Getting out of Goa was only slightly more complicated than I expected — after assuring me that they took credit cards yesterday, Camilson’s told me today that the machine had been “broken” (i.e. they probably stopped paying the fees) for a month, so I had to go and borrow money off my credit card to pay the bill. Grrr!

My brief sojourn in Mumbai has been very interesting, however. After landing at the domestic airport, I took a taxi (who tried to rip me off) to the international airport and dropped my rucksack off at the left luggae facility. Then I took a pre-paid taxi to the Gateway of India in Colaba, a triumphal arch built in 1924. It wasn’t illuminated, though, so it wasn’t especially interesting.

What was interesting, although also disturbing, was the extreme poverty that I saw from the taxi on the way into town. Every time we stopped in traffic near the airport, young women with infants would appear at my open window almost instantly, begging for money. I couldn’t understand exactly what they were saying, but it was very distressing nonetheless, involving food for the babies. I didn’t have any change so I gave the first woman half a packet of butter biscuits, although she didn’t seem very happy with that. I didn’t give anything to the others.

A little later we drove past mile upon mile of roadside shanty towns, with people living in tiny shacks made of tin and wood and concrete (sometimes with less than four walls, so that their lives were exposed to the passing World).

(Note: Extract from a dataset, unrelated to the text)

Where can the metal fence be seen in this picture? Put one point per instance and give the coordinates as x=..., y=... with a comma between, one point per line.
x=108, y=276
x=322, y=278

When we finally arrived at the Gateway to India, I had a quick look around and then immediately went in search of Leopold’s (a tourist hang-out recommended by Johnny, the restaurant manager at Camilson’s. I had paneer tikka masala with garlic nan and rice, and it was good.

Then I went upstairs to the bar, and had another beer before decamping to Indigo (chi-chi wine bar around the corner) for a dirty vodka martini. After Indigo I jumped into a cab to the airport, checked in, and here I am!

By the way, if, like me, you’ve long been puzzled as to why Bombay became Mumbai, here’s the Rough Guide’s explanation:

“In 1996 Bombay was renamed Mumbai, as part of a wider policy instigated by the ultra-right-wing Shiv Sena Municipality to replace names of any places, roads and features in the city that had connotations of the Raj. Mumbai is the Marathi title of the local deity, the mouthless “Maha-amba-aiee” (Mumba for short), who is believed to have started her life as an obscure aboriginal earth goddess.”